Damals landete Wynkowski in der Montrose School, einer bekannten und mittlerweile geschlossenen Jugendstrafanstalt, deren Namen er für seine Firmengruppe übernahm. Eine Quelle bestätigt, dass er drei Jahre dort blieb, was ungewöhnlich lang ist.

Aber in der Montrose entdeckte Wynkowski auch sein Talent für Basketball. Es gelang ihm aufgrund seiner Erfolge an der Southwestern High School, die Erinnerungen an seine unschöne Vergangenheit auszulöschen. Mittlerweile ist er ausgesprochen wohlhabend und spendet großzügig an lokale Wohltätigkeitsorganisationen. (Siehe Basketball, SA)
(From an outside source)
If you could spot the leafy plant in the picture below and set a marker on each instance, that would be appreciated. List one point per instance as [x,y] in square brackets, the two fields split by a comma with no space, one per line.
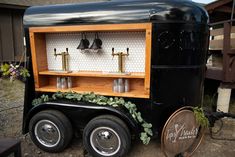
[200,117]
[5,69]
[146,133]
[14,71]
»Du hast es ja doch noch geschafft, Feeney.« Tess sagte das wieder laut. »Gute Arbeit.« Mit einem zufriedenen Seufzer las sie den Rest einer Story, die sich zweifelsohne als Grabrede für Baltimores Traum von einer Basketballmannschaft erweisen würde. Feeney hatte recht, da war alles drin – Verbrechen und Geld. Und als Bonus noch eine geschlagene Ehefrau! Feeney und Rosita hatten einen Dreiertreffer gelandet.
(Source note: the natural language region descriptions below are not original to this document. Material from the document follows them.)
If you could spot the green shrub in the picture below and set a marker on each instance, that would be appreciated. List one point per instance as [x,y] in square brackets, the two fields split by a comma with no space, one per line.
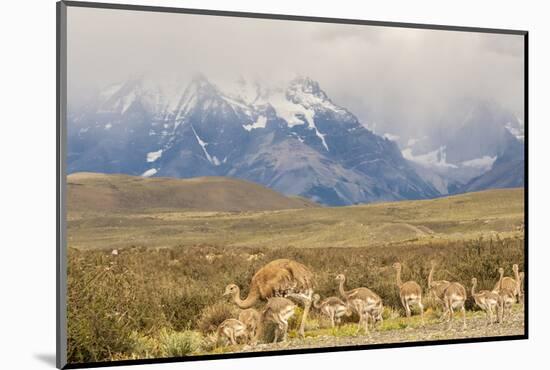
[178,344]
[212,316]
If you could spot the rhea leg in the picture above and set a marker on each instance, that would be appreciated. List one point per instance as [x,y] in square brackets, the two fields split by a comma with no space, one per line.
[307,306]
[463,317]
[421,306]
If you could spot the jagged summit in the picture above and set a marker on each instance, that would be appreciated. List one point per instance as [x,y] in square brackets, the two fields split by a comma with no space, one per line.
[291,137]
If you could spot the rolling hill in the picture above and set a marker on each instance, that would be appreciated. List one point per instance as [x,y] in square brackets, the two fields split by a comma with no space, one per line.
[196,217]
[123,193]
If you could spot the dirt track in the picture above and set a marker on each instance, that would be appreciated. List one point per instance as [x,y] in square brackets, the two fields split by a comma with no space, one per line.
[476,328]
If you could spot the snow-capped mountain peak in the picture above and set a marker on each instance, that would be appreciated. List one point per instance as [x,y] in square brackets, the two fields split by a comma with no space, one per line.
[291,137]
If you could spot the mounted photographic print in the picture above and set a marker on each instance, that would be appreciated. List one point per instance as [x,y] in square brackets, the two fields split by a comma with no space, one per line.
[238,184]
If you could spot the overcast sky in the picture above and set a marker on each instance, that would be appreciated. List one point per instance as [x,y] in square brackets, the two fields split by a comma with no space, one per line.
[396,77]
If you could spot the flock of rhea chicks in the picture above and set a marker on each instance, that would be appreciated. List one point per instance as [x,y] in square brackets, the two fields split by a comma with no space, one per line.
[281,280]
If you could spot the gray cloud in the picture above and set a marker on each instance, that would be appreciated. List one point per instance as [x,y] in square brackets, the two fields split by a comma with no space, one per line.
[400,79]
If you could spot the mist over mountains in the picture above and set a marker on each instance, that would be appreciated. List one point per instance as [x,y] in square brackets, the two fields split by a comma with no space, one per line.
[291,138]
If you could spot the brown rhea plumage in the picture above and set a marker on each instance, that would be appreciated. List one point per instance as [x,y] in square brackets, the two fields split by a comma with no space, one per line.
[410,293]
[279,278]
[278,310]
[507,293]
[232,329]
[333,307]
[363,301]
[512,284]
[455,297]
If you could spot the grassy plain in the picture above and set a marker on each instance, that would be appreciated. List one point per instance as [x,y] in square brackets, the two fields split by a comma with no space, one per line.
[161,294]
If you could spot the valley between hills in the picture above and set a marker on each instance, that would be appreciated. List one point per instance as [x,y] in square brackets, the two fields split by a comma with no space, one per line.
[120,211]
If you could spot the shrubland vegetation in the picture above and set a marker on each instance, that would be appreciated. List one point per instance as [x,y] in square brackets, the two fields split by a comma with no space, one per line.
[147,302]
Baltimore teilte Tess’ Stolz über Feeneys Arbeit nicht unbedingt. Während sie den Rest ihrer bürokratischen Laufarbeiten absolvierte, war die Wink-Winkowsky-Geschichte in der Stadt in aller Munde. Der allgemeine Tenor war: Wegen der schlechten Nachrichten im Beacon würde die Stadt jetzt vielleicht keine Basketballmannschaft bekommen.

»Ich weiß nicht, warum die immer an allem meckern müssen«, hörte sie einen Mann im Sandwich-Laden Never on Sunday grummeln, während sie auf ihr extrascharfes Putensandwich mit Tomate und Salat wartete. »Aber es würde natürlich auch zur NBA passen, dem armen Kerl das erste bisschen schlechte Publicity vorzuwerfen.«

»Ja, die Schweine suchen ja bloß nach einem Grund, nicht zu unterschreiben«, stimmte der Mann am Tresen zu. »Sie hassen Baltimore.«

Darin waren sich alle in der Schlange einig, selbst die, die den Anfang des Gesprächs gar nicht mitbekommen hatten. Sie hassten Baltimore. Die NBA, Washington, D.C., die Vorstadtbewohner, die vor Jahren zusammen mit ihren Steuergeldern abgehauen waren. Die Ostküste, die Städte im Westen, die Gesetzgeber in Annapolis. New York, Hollywood, Großfirmen, kleinere Firmen, Gott, das Universum. Sie alle hatten sich einvernehmlich gegen das arme kleine Baltimore verbündet.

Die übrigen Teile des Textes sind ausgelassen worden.